James Steuart was born and raised in Edinburgh. He attended Edinburgh University. On graduation, he was admitted to the Scottish bar at the age of 24. He contributed immensely to the discipline of political economy. James Steuart believed that the science of political economy would secure a certain fund for subsistence used by all the inhabitants of an economy. The secured fund could enable an economy to avoid any circumstance that may render it dependent on other economies, provide basic needs for the society, and employ the inhabitants (Bianchini14). Furthermore, James Steuart was a supporter of mercantilism and recommended high protective tariffs in order to maximise the use of domestic resources. It was a strategy to avoid dependence on other economies and to meet subsistence needs of the society.
Adam Smith was born in Scotland. He was and still remains a key figure in the discipline of political economy. The economist argued that wealth of nation was not based on the quantities of gold reserves but rather on the volume of trade. He further stated that when two parties (buyer and seller) freely agree to exchange goods for value expecting to make a profit in exchange, then the total wealth of nation increases (Rashid151). Adam Smith observed that markets generally regulate themselves freely from coercion. He referred to the free market mechanism metaphorically as to the invisible hand (Bateman 49). Smith warned about the danger of monopoly and stressed the importance of competition. He also advocated that the government should provide public needs, such as education and infrastructure because the private sector could not find it economically viable to provide them.
James Steuart and Adam Smith had similar perspectives on political economy. They both supported the role of the government in economic growth. The scholars also indicated that the taxes are the tool which the government uses to correct market imperfection and to provide society with basic. These political economists agreed that the need for commercial society leads to the development of money as a medium of exchange and the development of financial institutions. Smith and Stuart were convinced that labor played a critical role in improving the productivity of an economy. Moreover, they supported trade as an economic activity through which an economy meets its fundamental goal of creating wealth. Furthermore, they discussed the concept of interest. In fact, they argued that whatever a person saves from his revenue, it increases his capital. When it appears in someone else’s production process, it will create an interest to the owner.

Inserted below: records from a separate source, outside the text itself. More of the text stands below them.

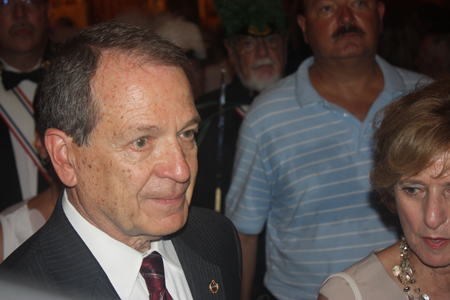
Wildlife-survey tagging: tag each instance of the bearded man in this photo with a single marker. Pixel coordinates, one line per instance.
(256, 44)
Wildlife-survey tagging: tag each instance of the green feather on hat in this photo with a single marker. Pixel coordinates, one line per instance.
(251, 17)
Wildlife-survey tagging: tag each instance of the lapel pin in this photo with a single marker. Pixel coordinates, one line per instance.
(213, 287)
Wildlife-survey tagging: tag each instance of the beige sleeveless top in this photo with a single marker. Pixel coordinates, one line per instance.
(368, 278)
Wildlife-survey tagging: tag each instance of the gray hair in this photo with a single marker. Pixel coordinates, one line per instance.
(67, 101)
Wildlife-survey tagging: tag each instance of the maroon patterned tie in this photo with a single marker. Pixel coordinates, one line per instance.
(152, 270)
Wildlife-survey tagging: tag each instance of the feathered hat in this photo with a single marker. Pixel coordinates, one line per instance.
(251, 17)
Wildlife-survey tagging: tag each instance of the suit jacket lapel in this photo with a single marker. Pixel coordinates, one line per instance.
(199, 271)
(70, 262)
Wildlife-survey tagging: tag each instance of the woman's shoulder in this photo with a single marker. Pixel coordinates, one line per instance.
(368, 277)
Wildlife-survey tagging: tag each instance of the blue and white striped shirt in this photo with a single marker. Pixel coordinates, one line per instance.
(303, 164)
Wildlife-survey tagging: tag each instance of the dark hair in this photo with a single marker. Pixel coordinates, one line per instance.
(412, 133)
(66, 96)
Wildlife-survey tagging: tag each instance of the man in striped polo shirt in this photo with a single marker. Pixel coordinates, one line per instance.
(305, 152)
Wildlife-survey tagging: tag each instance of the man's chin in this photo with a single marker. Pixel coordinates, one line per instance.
(259, 83)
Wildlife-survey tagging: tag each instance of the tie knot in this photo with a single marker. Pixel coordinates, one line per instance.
(152, 269)
(152, 265)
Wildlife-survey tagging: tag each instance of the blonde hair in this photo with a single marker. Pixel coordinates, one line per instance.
(413, 132)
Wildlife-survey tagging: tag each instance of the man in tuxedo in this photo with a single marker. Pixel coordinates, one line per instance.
(24, 52)
(120, 124)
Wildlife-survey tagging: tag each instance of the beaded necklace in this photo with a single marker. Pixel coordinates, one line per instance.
(404, 272)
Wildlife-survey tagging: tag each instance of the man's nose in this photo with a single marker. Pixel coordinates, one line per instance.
(261, 49)
(174, 164)
(346, 15)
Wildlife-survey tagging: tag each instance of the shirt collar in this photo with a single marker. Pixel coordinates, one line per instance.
(120, 262)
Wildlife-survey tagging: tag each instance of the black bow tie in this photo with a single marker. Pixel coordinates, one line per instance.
(12, 79)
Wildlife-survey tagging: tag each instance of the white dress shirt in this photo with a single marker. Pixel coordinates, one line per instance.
(121, 263)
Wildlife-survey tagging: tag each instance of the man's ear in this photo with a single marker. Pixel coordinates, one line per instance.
(302, 23)
(39, 145)
(381, 10)
(60, 149)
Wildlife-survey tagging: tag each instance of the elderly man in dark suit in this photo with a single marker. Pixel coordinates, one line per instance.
(120, 124)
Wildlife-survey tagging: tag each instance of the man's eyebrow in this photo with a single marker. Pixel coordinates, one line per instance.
(195, 121)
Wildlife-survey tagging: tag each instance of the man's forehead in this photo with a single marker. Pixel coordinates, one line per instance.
(308, 3)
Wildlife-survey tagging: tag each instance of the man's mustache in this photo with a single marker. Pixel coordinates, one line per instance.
(348, 29)
(21, 24)
(263, 62)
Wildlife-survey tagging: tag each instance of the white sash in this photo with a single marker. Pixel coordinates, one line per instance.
(17, 112)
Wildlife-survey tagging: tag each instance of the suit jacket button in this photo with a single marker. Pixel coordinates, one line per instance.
(213, 287)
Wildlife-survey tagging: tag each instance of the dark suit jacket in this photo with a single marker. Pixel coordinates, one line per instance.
(56, 260)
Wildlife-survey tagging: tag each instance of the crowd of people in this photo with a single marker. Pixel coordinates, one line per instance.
(320, 177)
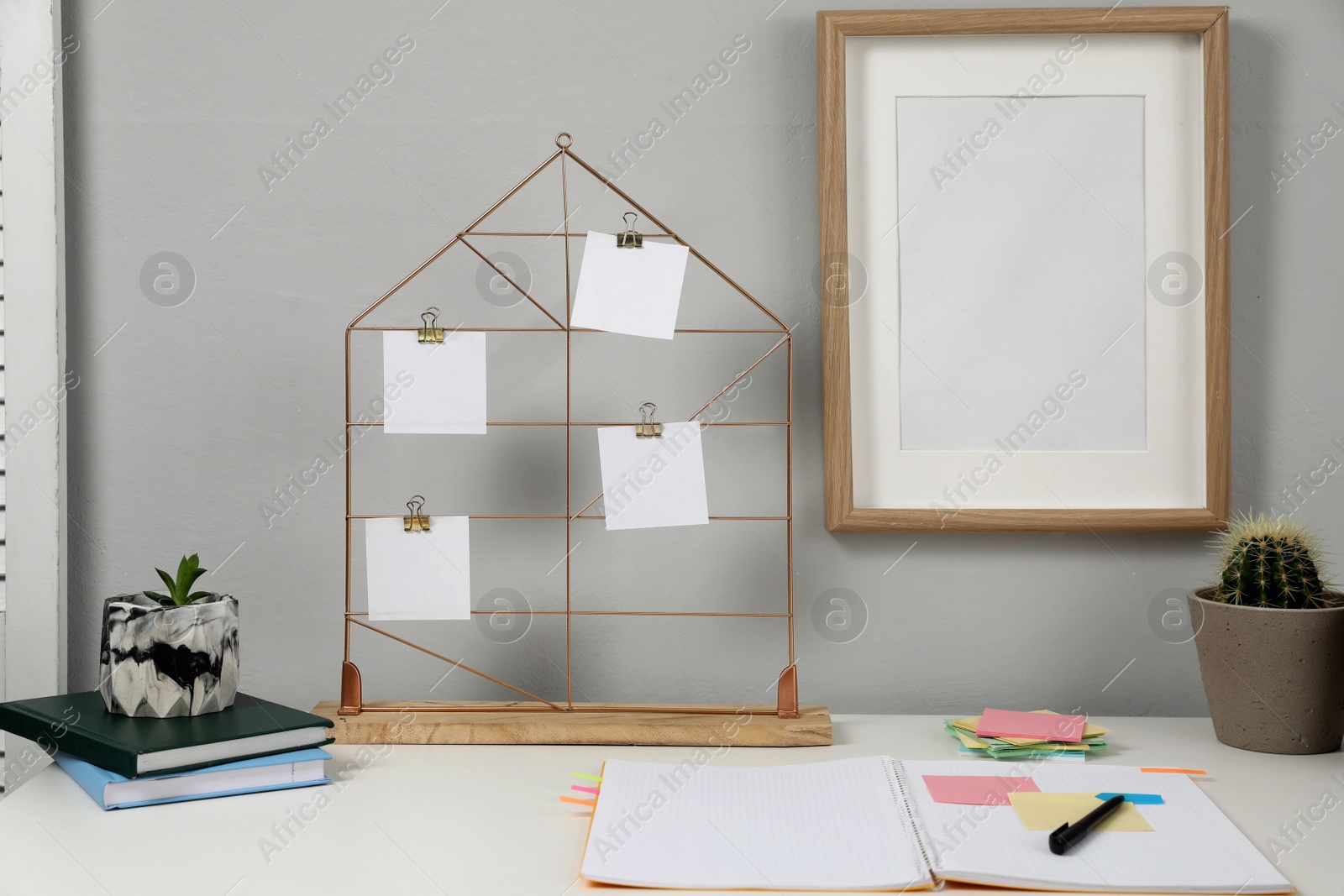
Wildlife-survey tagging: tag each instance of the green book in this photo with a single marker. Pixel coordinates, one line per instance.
(81, 726)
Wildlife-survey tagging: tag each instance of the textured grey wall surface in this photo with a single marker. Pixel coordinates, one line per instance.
(201, 401)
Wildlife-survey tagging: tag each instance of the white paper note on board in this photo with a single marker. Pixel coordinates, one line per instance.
(418, 575)
(629, 291)
(434, 387)
(652, 483)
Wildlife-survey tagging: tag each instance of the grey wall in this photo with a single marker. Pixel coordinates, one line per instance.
(185, 419)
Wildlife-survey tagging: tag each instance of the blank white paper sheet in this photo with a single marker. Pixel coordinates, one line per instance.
(826, 825)
(629, 291)
(1021, 273)
(418, 575)
(434, 387)
(656, 481)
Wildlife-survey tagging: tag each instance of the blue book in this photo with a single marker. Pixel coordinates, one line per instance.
(281, 772)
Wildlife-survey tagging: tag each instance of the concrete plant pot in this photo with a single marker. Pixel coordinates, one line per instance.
(168, 661)
(1274, 679)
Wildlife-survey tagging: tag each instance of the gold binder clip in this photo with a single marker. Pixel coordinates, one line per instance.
(417, 521)
(647, 427)
(629, 239)
(432, 332)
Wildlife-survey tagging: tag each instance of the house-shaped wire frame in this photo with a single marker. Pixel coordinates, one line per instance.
(351, 701)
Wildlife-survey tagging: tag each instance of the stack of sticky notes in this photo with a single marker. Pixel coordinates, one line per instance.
(1005, 734)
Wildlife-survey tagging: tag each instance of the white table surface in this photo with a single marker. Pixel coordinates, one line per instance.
(487, 820)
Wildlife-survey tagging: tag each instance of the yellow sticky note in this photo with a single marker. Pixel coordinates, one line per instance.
(1047, 812)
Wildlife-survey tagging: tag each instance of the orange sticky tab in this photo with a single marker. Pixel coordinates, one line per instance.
(591, 804)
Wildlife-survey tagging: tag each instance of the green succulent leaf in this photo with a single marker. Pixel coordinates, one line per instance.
(179, 589)
(192, 579)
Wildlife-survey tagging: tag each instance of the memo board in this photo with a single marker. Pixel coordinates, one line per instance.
(533, 718)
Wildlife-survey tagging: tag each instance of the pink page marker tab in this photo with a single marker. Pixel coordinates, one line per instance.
(978, 790)
(1007, 723)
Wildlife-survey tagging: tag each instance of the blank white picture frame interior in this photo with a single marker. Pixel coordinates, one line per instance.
(1159, 464)
(1038, 203)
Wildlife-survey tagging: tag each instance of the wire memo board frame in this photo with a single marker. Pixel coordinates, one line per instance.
(353, 703)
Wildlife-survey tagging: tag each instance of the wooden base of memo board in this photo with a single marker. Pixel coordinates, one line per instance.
(662, 726)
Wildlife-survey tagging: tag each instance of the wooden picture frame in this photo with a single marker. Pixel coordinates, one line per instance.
(843, 515)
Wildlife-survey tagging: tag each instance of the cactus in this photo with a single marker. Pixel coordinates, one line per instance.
(1270, 562)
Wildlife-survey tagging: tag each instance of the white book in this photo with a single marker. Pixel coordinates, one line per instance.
(871, 825)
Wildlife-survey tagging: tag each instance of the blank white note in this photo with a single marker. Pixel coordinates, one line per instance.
(418, 575)
(652, 481)
(629, 291)
(434, 387)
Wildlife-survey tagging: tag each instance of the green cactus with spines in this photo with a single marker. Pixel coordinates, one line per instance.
(1270, 562)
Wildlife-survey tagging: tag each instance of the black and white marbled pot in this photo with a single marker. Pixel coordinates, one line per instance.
(168, 661)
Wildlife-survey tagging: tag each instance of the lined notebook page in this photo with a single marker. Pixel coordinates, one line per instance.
(1193, 848)
(833, 825)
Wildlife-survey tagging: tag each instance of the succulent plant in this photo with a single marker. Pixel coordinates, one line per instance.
(1270, 562)
(179, 590)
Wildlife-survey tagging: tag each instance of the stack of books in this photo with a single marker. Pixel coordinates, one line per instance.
(1015, 735)
(124, 762)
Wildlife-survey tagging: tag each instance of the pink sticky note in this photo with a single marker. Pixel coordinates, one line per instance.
(1043, 726)
(978, 790)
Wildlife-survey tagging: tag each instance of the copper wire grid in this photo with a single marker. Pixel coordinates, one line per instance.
(786, 692)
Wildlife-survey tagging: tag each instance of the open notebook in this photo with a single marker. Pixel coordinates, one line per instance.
(871, 824)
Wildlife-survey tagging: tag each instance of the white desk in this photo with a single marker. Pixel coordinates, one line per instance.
(488, 821)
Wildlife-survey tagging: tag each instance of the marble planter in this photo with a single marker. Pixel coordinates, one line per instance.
(168, 661)
(1274, 679)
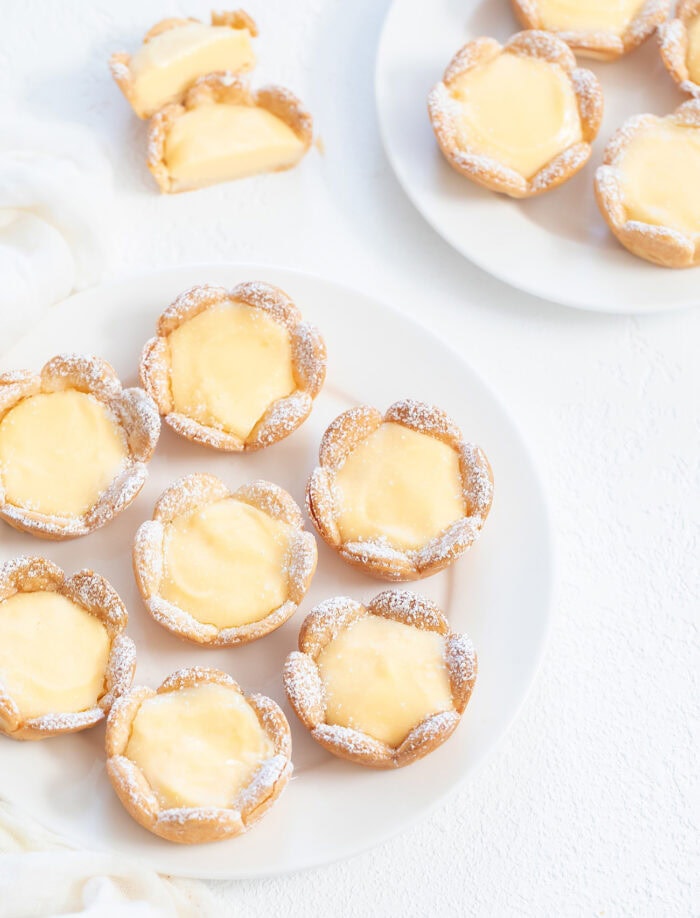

In terms of political economy, Smith confronted more sophisticated theories of the determination of prices and the population. He had a clear grasp of the interdependence of economic phenomena. Though, Steuart’s awareness of the potential for economic growth and his acknowledgement of the contribution of international trade to economic growth were undoubtedly outstanding. James advocated for moderate mercantilism, where he recommended high trade tariffs in order to maximise the utilisation of domestic resources as well as a strategy of overdependence on foreign economies to meet local needs of an economy. On the contrary, Smith opposed mercantilism and supported laissez-faire. Laissez-faire is a free market economy when the prices of goods and services are purely determined by market forces.
Adam Smith argued that the productivity of labour is enhanced through its division while James Stuart argued that the productivity of labour is enhanced by employing it locally by the imposition of high tariffs and import discourage. While Adam Smith demanded a free trade within and between nations as a mean of creating wealth, James Steuart encouraged the use of high protective tariffs to discourage trade between countries. In terms of allocation the factors of production, Adam Smith argued that it is driven by the desire of owners and the factors of production which maximise their returns. Alternatively, James Steuart confronted that the government plays a central role in the allocation of resources to ensure the subsistence needs of the society. Adam Smith clearly stated the factors of production and their reward while Steuart only listed the factor of production such as land, labour, and capital.
In conclusion, the contribution of James Steuart and Adam Smith was paramount to the development of the discipline of political economy. However, Adam Smith gave a more convincing perspective of the political economy as compared to James Steuart’s. His classical idea that wealth of any nation is only created through free trade and his detailed explanation of the role of the government in removing market imperfections in order to allow free trade to thrive remain relevant nowadays.